Chapter 2
Lower Boundary
The smallest boundary in each interval of a frequency distribution. IE: table 2.2 (p. 34) Intervals f(x) 162-179 1 144-161 0 126-143 1 108-125 3 90-107 4 72-89 3 54-71 7 36-53 8 18-35 12 0-17 11* *The lower boundary is 0, and the upper boundary is 17 for this interval. The interval width is 18 for al intervals.
Interval Boundaries
The upper and lower limits for each interval in a grouped frequency distribution. IE: table 2.2 (p. 34) Intervals f(x) 162-179 1 144-161 0 126-143 1 108-125 3 90-107 4 72-89 3 54-71 7 36-53 8 18-35 12 0-17 11* *The lower boundary is 0, and the upper boundary is 17 for this interval. The interval width is 18 for al intervals.
Relative Frequency Distribution
A proportion from 0 to 1.0 that describes the portion of data in each interval. It is often easier to list the relative frequency of scores because a list with very large frequencies in each interval can be more confusing to read. RF= observed frequency/ total frequency count or (N) IE: Table 2.9 (p. 39) 2/45= 0.04 5/45= 0.11 11/45= 0.2 The sum of the relative frequencies across all intervals should add up to be 1.00
Grouped Data
A set of scores distributed into intervals, where the frequency of each score can fall into any given interval.
Real Range
One more than the difference between the largest and smallest number in a list of data. IE: in table 2.1 (p.32) the smallest value is 0 and the largest value is 175. 175-0= 175 175+1= 176 Therefore, 176 is the real range.
Rules for Creating a Simple Frequency Distribution
1. Each interval is defined (it has a lower and upper boundary). Intervals such as "or more" or "less than" should not be expressed. 2. Each interval is equidistant (the interval width is the same for each interval). 3. No interval overlaps (the same score cannot occur in more than one interval). 4. All values are rounded to the same degree of accuracy measured in the original data (or to the ones place for the data listed in table 2.1 (p. 32)).

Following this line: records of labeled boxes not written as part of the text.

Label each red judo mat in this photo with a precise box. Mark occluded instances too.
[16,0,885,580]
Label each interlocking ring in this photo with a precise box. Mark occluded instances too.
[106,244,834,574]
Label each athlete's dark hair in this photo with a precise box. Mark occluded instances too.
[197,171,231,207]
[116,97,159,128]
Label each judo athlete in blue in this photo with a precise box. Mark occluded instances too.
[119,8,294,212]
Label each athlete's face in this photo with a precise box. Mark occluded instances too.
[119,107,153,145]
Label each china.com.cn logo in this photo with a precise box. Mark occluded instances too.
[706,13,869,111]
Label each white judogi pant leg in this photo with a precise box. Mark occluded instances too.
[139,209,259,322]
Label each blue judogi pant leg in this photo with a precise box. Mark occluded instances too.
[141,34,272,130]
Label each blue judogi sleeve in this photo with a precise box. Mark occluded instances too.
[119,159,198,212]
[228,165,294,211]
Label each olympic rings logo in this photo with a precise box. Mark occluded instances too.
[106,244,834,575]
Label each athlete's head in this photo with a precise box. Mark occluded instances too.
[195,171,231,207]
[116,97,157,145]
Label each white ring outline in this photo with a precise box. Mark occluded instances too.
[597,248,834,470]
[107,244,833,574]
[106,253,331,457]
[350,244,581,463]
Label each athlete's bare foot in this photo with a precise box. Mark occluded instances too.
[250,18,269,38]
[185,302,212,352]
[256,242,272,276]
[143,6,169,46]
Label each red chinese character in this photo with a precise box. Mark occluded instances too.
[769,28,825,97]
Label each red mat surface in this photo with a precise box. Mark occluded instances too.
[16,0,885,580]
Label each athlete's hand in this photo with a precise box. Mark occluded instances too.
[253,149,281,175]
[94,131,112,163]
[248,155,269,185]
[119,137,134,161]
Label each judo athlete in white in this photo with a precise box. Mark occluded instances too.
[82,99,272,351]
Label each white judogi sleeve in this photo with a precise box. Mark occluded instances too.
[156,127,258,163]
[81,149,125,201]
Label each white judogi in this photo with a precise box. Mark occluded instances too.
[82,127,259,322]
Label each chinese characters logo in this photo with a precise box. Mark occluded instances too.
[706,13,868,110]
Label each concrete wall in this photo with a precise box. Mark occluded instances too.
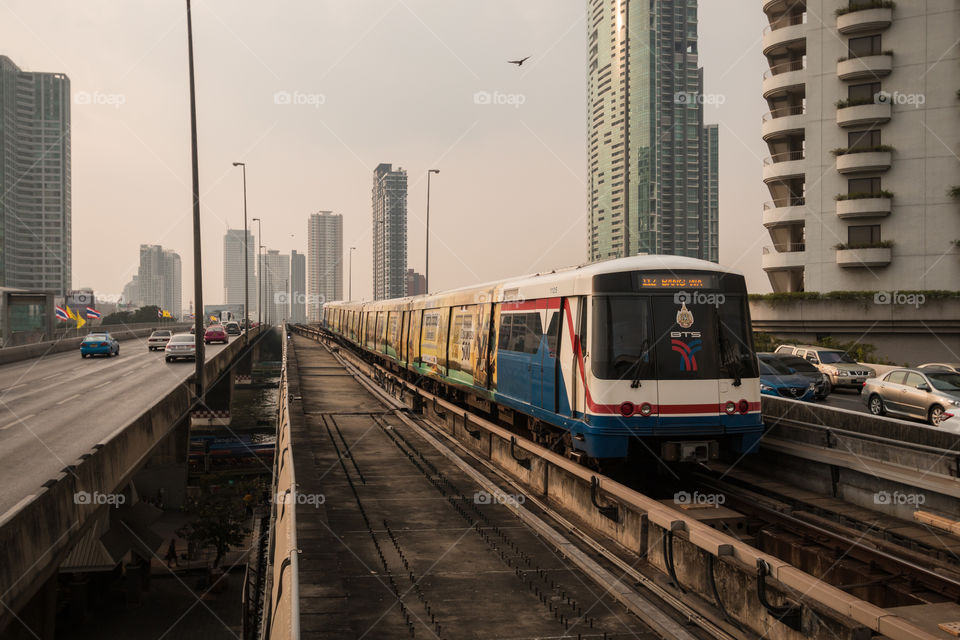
[750,292,960,365]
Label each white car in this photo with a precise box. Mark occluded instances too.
[164,333,197,362]
[147,329,173,351]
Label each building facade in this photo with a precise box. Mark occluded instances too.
[761,0,960,292]
[223,229,257,316]
[587,0,717,261]
[259,249,290,325]
[0,56,73,296]
[373,164,407,300]
[306,211,343,322]
[290,251,307,322]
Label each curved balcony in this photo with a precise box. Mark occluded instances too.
[837,247,893,268]
[763,151,807,182]
[837,8,893,35]
[761,19,807,56]
[837,197,893,218]
[837,151,893,174]
[760,242,807,271]
[837,100,892,127]
[837,53,893,80]
[761,60,807,98]
[760,105,806,141]
[761,198,807,229]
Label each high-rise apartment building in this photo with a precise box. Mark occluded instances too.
[373,164,407,300]
[259,249,290,325]
[290,251,307,322]
[0,56,73,295]
[307,211,343,322]
[761,0,960,292]
[223,229,258,317]
[587,0,716,261]
[136,244,183,317]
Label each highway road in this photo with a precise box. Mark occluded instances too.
[0,336,240,519]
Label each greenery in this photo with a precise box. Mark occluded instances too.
[834,0,897,16]
[177,480,262,569]
[833,189,893,201]
[830,144,893,157]
[833,240,893,251]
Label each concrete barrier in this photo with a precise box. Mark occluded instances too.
[0,324,191,365]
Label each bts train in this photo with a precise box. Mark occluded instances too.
[322,255,763,461]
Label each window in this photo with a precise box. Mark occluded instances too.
[847,129,880,150]
[847,178,881,195]
[849,34,881,58]
[847,224,880,247]
[847,82,880,104]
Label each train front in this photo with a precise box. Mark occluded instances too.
[578,270,763,461]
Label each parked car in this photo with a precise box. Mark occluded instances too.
[164,333,197,362]
[917,362,960,373]
[774,344,877,393]
[863,369,960,426]
[80,331,120,358]
[203,324,230,344]
[757,353,816,401]
[757,353,830,400]
[147,329,173,351]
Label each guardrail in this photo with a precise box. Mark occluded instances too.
[260,332,300,640]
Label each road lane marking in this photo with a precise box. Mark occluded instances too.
[0,413,37,431]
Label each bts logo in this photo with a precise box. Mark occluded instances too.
[670,338,703,371]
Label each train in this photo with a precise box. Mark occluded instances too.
[321,255,763,462]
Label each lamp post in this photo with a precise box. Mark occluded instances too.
[423,169,440,293]
[187,0,206,399]
[347,247,356,300]
[233,162,250,343]
[253,218,263,331]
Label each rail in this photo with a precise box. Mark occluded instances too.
[260,332,300,640]
[293,325,936,640]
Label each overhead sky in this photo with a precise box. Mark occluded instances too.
[0,0,769,306]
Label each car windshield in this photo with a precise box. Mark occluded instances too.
[927,371,960,393]
[817,351,857,364]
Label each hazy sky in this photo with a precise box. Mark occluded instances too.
[0,0,769,306]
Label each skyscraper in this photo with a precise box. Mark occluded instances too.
[259,249,290,325]
[373,164,407,300]
[587,0,711,260]
[223,229,257,316]
[290,251,307,322]
[306,211,343,322]
[0,56,72,295]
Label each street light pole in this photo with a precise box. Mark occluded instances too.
[253,218,263,331]
[187,0,206,399]
[426,169,440,293]
[347,247,356,300]
[233,162,250,344]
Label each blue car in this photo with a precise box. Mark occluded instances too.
[80,332,120,358]
[757,354,816,402]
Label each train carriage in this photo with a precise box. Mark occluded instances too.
[323,256,762,460]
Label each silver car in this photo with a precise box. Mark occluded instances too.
[863,369,960,426]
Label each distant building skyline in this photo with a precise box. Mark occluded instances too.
[0,56,73,296]
[587,0,719,261]
[373,163,407,300]
[306,211,343,322]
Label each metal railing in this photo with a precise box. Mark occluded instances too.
[260,332,300,640]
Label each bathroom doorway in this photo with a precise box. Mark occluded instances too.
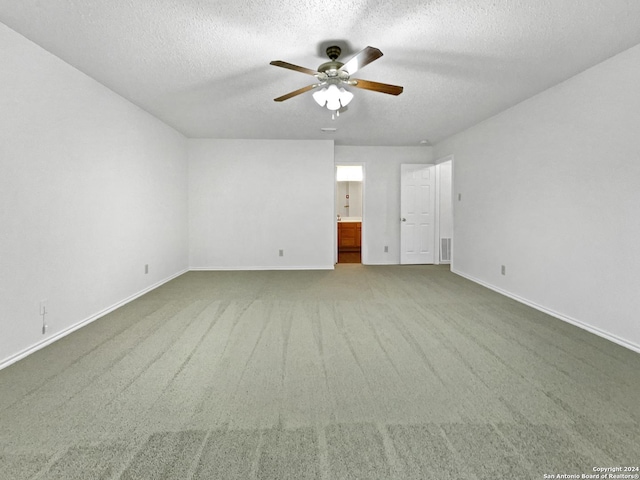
[335,165,364,263]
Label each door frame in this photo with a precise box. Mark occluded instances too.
[333,161,367,265]
[399,163,439,265]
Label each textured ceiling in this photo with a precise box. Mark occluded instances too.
[0,0,640,145]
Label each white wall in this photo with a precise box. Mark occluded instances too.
[336,181,362,217]
[189,139,335,269]
[436,159,453,263]
[0,24,187,366]
[335,146,433,265]
[435,46,640,351]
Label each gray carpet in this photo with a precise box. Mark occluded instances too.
[0,265,640,480]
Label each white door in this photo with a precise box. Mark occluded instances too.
[400,164,435,264]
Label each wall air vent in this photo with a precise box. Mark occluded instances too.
[440,238,451,263]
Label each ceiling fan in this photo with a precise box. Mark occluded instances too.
[270,46,403,114]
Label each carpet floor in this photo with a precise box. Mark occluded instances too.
[0,265,640,480]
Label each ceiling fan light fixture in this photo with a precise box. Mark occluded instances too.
[327,84,341,110]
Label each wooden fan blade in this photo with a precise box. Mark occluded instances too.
[348,78,404,95]
[340,47,382,75]
[273,83,320,102]
[269,60,318,75]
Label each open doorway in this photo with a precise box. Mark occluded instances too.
[335,165,364,263]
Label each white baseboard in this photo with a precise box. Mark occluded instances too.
[0,270,188,370]
[189,265,335,272]
[451,268,640,353]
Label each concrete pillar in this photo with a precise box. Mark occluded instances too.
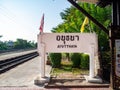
[89,45,95,78]
[40,43,45,78]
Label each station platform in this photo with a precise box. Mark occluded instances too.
[0,56,110,90]
[0,50,37,61]
[0,56,51,90]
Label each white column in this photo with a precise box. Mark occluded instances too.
[89,44,95,78]
[40,43,45,78]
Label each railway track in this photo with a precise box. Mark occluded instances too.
[0,52,38,74]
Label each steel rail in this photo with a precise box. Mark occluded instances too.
[0,52,38,74]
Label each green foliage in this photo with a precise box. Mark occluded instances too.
[50,53,62,68]
[0,41,8,50]
[71,53,80,68]
[0,39,37,51]
[80,53,89,69]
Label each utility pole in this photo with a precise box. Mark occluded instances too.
[68,0,120,90]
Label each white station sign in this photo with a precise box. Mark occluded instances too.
[38,33,98,78]
[38,33,98,53]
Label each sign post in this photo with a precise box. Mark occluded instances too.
[38,33,100,81]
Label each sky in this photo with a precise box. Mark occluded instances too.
[0,0,71,42]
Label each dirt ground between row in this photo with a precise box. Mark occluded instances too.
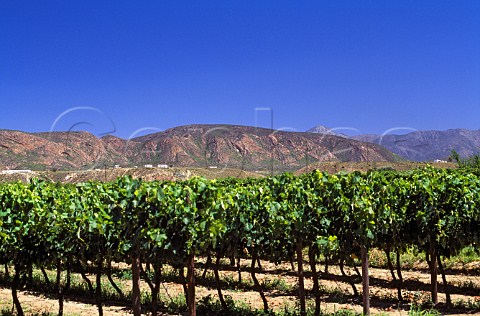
[0,260,480,316]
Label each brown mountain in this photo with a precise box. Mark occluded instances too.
[0,125,398,171]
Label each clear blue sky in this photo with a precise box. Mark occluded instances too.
[0,0,480,137]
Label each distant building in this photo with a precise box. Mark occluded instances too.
[2,169,32,174]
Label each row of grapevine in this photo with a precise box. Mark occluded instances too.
[0,168,480,315]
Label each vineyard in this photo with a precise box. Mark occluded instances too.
[0,167,480,315]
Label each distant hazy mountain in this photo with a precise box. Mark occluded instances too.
[351,129,480,161]
[0,125,399,171]
[307,125,348,138]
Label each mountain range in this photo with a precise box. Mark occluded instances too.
[307,125,480,161]
[0,124,400,171]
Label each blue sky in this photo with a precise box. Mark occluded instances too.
[0,0,480,137]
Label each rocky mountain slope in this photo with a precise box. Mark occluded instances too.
[0,125,398,171]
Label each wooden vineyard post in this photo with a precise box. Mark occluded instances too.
[132,246,142,316]
[187,249,197,316]
[430,241,438,305]
[361,246,370,315]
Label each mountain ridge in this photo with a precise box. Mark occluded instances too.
[0,124,399,171]
[308,128,480,161]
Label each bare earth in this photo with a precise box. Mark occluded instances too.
[0,260,480,316]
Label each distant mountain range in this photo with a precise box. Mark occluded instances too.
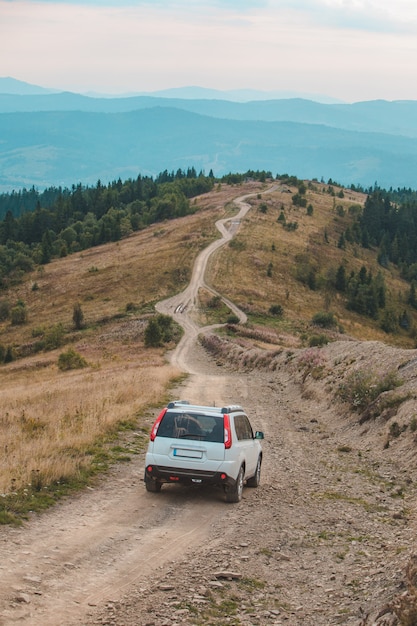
[0,79,417,191]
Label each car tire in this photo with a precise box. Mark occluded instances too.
[145,474,162,493]
[226,465,245,502]
[246,457,262,487]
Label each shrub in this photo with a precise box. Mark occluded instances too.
[145,313,178,348]
[337,370,402,412]
[311,311,337,328]
[72,302,84,330]
[58,348,87,371]
[298,348,326,382]
[269,304,284,317]
[10,300,28,326]
[0,300,10,322]
[308,335,329,348]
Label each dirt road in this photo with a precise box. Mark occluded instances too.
[0,188,416,626]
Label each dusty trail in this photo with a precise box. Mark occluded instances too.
[0,184,417,626]
[0,186,270,626]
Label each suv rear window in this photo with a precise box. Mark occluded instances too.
[157,411,224,443]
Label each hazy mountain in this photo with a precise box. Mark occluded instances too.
[128,87,341,104]
[0,76,58,96]
[0,92,417,137]
[0,107,417,191]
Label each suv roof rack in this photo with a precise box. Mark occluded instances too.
[167,400,243,415]
[221,404,243,413]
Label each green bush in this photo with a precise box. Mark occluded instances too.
[58,348,87,371]
[10,300,28,326]
[308,335,329,348]
[337,370,403,412]
[269,304,284,317]
[311,311,337,328]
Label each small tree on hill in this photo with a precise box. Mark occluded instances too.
[72,302,84,330]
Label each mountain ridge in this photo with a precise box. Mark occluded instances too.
[0,107,417,191]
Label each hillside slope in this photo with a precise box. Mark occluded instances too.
[0,184,417,626]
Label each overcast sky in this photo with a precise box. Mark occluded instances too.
[0,0,417,102]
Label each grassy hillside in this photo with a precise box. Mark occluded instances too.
[0,182,417,521]
[206,182,417,347]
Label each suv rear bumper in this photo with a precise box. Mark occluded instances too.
[145,465,236,487]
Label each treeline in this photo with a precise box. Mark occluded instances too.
[341,188,417,282]
[0,168,214,287]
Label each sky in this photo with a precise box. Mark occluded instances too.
[0,0,417,102]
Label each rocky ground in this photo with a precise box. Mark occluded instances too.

Relative Percent Distribution
A common way to summarize relative frequency is to convert it to a relative percent because it tends to be easier to read at a glance. RP= observed frequency/ total frequency X 100
Interval
A discrete range of values within which the frequency of a subset of scores is contained.
Ogive
A dot-and-line graph used to summarize the cumulative percent of continuous data at the upper boundary of each interval.
Frequency Polygon
A dot-and-line graph used to summarize the frequency of continuous data at the midpoint of each interval.
Pie Chart
A graphical display in the shape of a circle that is used to summarize relative percent of discrete and categorical data into sectors. You can think of pie charts as slices or pieces of data. To construct, we simply distribute data as relative percents.
Histogram
A graphical display used to summarize the frequency of continuous data that are distributed in numeric intervals. It is similar to a Bar Chart, but a histogram groups numbers into ranges. And you decide what ranges to use! To construct a histogram, follow three rules: Rule 1: A vertical rectangle represents each interval, and the height of the rectangle equals the frequency recorded for each interval. Rule 2: The base of each rectangle begins at the upper and lower boundaries of each interval. Rule 3: Each rectangle touches adjacent rectangles at the boundaries of each interval.
Proportion
A part of a portion of all measured data. The sum of all proportions for a distribution of scores is 1.0
Stem-and-leaf Plot
A special table where each data value is split into a "stem" (the first digit or digits) and a "leaf" (usually the last digit). A graphical display where each individual score from an original set of data is listed. The data are organized such that the common digits shared by all scores are listed to the left (in the stem), with the remaining digits for each score listed to the right (in the leaf).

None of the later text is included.